Stassen déclare qu’il est reconnaissant à Staline de l’avoir reçu. Il avait demandé à être reçu pour témoigner son respect à Staline en tant que chef d’Etat. Il a fait un intéressant voyage à travers l’Europe, au cours duquel il s’est particulièrement intéressé à situation économique de certains pays après la guerre.
Stassen estime que le niveau de vie des peuples a une grande importance pour leur prospérité. Les relations entre l’URSS et les Etats-Unis avaient déjà une grosse importance pendant la guerre, elles seront également importantes par la suite.

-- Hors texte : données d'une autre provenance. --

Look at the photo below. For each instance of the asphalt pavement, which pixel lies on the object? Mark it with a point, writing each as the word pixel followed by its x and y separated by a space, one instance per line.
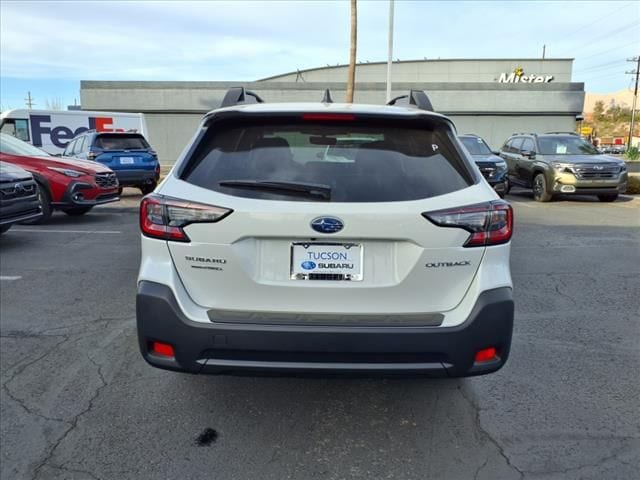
pixel 78 401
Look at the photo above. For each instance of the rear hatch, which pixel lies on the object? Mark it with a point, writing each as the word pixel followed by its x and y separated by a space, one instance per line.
pixel 124 151
pixel 306 231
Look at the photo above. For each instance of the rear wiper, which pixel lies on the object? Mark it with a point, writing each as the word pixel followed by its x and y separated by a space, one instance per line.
pixel 286 188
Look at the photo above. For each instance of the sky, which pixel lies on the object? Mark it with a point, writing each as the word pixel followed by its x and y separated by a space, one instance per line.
pixel 47 47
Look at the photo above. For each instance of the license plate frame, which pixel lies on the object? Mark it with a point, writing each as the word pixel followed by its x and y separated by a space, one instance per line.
pixel 327 274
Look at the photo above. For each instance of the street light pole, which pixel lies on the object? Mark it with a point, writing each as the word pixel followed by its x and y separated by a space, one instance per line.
pixel 390 55
pixel 635 99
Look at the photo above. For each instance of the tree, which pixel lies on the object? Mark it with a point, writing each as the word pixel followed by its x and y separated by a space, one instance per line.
pixel 351 76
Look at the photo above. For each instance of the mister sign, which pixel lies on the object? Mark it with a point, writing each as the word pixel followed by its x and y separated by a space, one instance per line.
pixel 518 76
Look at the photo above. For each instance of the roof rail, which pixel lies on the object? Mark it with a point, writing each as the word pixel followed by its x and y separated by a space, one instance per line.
pixel 327 98
pixel 239 96
pixel 415 98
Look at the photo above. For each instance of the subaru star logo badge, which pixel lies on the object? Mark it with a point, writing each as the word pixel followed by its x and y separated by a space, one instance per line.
pixel 327 224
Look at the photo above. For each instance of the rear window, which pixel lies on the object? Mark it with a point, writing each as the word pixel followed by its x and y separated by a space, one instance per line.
pixel 475 145
pixel 121 142
pixel 569 145
pixel 352 162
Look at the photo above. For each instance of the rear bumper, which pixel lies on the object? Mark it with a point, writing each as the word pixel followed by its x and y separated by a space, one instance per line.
pixel 128 178
pixel 225 348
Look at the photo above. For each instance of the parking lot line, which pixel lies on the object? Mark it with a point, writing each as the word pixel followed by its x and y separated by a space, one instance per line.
pixel 42 230
pixel 520 202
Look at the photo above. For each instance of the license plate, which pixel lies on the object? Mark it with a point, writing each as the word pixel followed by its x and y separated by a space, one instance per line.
pixel 326 261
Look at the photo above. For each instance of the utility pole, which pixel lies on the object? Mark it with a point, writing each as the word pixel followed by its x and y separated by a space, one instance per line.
pixel 390 56
pixel 635 97
pixel 29 101
pixel 351 75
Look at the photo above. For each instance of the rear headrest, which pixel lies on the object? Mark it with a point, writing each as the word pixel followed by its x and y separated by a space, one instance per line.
pixel 267 142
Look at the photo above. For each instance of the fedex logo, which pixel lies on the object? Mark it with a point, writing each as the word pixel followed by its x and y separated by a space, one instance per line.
pixel 61 135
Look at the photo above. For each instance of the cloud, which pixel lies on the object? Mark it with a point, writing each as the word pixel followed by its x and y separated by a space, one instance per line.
pixel 220 40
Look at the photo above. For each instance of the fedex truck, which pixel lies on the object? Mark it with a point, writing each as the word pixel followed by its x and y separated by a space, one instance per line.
pixel 52 130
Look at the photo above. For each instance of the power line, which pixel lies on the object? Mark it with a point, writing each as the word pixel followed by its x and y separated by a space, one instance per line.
pixel 600 66
pixel 609 34
pixel 616 74
pixel 598 20
pixel 608 50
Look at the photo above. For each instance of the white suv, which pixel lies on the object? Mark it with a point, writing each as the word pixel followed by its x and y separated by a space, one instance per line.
pixel 325 238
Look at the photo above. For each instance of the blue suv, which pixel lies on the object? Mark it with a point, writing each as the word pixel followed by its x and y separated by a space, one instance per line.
pixel 128 154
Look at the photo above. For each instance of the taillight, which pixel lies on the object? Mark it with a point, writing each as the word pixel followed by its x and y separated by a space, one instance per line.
pixel 165 218
pixel 489 223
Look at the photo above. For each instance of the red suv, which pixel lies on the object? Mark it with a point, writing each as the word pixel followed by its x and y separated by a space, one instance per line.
pixel 73 186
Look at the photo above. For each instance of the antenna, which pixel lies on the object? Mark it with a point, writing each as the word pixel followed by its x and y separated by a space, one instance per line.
pixel 29 101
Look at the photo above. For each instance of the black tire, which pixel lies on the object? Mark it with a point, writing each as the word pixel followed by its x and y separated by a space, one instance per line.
pixel 608 198
pixel 45 203
pixel 76 211
pixel 540 189
pixel 147 188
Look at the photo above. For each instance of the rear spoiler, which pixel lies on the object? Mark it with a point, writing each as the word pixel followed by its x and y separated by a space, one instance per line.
pixel 240 96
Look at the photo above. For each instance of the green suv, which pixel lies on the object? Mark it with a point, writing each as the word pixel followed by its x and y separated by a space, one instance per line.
pixel 562 163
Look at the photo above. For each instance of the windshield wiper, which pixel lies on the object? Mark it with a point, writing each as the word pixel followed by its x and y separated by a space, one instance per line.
pixel 286 188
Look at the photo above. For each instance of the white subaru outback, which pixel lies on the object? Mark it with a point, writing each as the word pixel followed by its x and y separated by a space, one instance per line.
pixel 298 238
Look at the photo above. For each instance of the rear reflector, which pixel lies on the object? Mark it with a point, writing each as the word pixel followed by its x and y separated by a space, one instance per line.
pixel 489 223
pixel 486 355
pixel 340 117
pixel 164 218
pixel 162 349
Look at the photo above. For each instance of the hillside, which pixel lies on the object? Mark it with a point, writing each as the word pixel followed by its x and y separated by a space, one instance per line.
pixel 622 98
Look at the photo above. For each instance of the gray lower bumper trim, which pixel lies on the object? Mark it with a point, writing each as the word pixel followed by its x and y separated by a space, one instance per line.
pixel 301 318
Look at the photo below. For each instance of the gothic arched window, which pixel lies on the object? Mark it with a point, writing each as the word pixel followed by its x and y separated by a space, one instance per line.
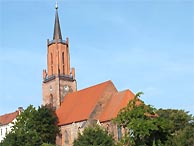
pixel 63 60
pixel 51 63
pixel 66 137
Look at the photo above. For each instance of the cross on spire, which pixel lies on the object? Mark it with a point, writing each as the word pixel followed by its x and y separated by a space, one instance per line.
pixel 57 31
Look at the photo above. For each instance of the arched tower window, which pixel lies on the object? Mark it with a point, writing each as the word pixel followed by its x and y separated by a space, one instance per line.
pixel 63 60
pixel 66 138
pixel 51 63
pixel 51 100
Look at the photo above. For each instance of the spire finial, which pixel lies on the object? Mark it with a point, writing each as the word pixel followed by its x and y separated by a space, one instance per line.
pixel 57 31
pixel 56 5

Il se rend compte que le système économique de l’URSS et celui des Etats-Unis sont différents. L’économie de l’URSS se base sur des principes planifiés, des principes socialistes, et le Parti Communiste dirige son développement. Aux Etats-Unis existe l’économie libre avec le capital privé. Il souhaiterait savoir si Staline estime que ces deux systèmes économiques peuvent coexister dans le monde et coopérer après la guerre.
Staline répond qu’ils peuvent évidemment coopérer, que la différence entre les deux n’a pas une importance essentielle en ce qui concerne leur coopération. Les systèmes économiques de l’Allemagne et des Etats-Unis étaient identiques et, pourtant, la guerre a éclaté entre les deux pays. Les systèmes économiques des Etats-Unis et de l’URSS diffèrent. Néanmoins, ils n’ont pas été en guerre, mais ont coopéré pendant la guerre.
Si deux systèmes différents ont pu coopérer pendant la guerre, pourquoi ne pourraient-ils pas coopérer en temps de paix ? Il va de soi que. s’il y a désir de coopérer, la coopération est tout à fait possible entre systèmes économiques différents. Mais s’il n’y a pas désir de collaborer, alors même si les systèmes économiques sont les mêmes — les Etats et les peuples peuvent s’entre-déchirer.
Stassen déclare que, bien entendu. le désir de coopérer a une grande importance, mais qu’autrefois, avant guerre, plusieurs déclarations ont été faites dans les deux pays sur l’impossibilité de coopérer. Avant guerre, Staline lui-même l’avait déclaré. Mais lui, Stassen, voudrait savoir si Staline estime que les événements de la guerre et la défaite de l’Axe fasciste, c’est-à-dire de l’Allemagne et du Japon, ont changé la situation et que maintenant, si le désir en existe, on peut espérer une coopération entre l’URSS et les Etats-Unis.
Staline répond qu’en aucun cas il n’a pu dire que deux systèmes différents ne peuvent coopérer. C’est Lénine, le premier, qui a exprimé l’idée de la coopération de deux systèmes différents. « Lénine est notre maître, dit Staline, et nous, peuple soviétique, nous sommes les disciples de Lénine. » Nous ne nous sommes jamais écartés, et nous ne nous écarterons pas des préceptes de Lénine. Il est possible qu’il ait dit, lui, Staline, qu’un des systèmes, par exemple le système capitaliste, ne voulait pas coopérer, mais cela se référait aux désirs, et non aux possibilités de coopération. Quant à la possibilité de coopérer, Staline soutient le point de vue de Lénine, suivant lequel la coopération entre deux systèmes économiques est possible et souhaitable. Le peuple soviétique et le Parti Communiste de l’URSS ont également le même désir de coopération. Il est hors de doute que cette coopération ne peut être qu’utile aux deux pays.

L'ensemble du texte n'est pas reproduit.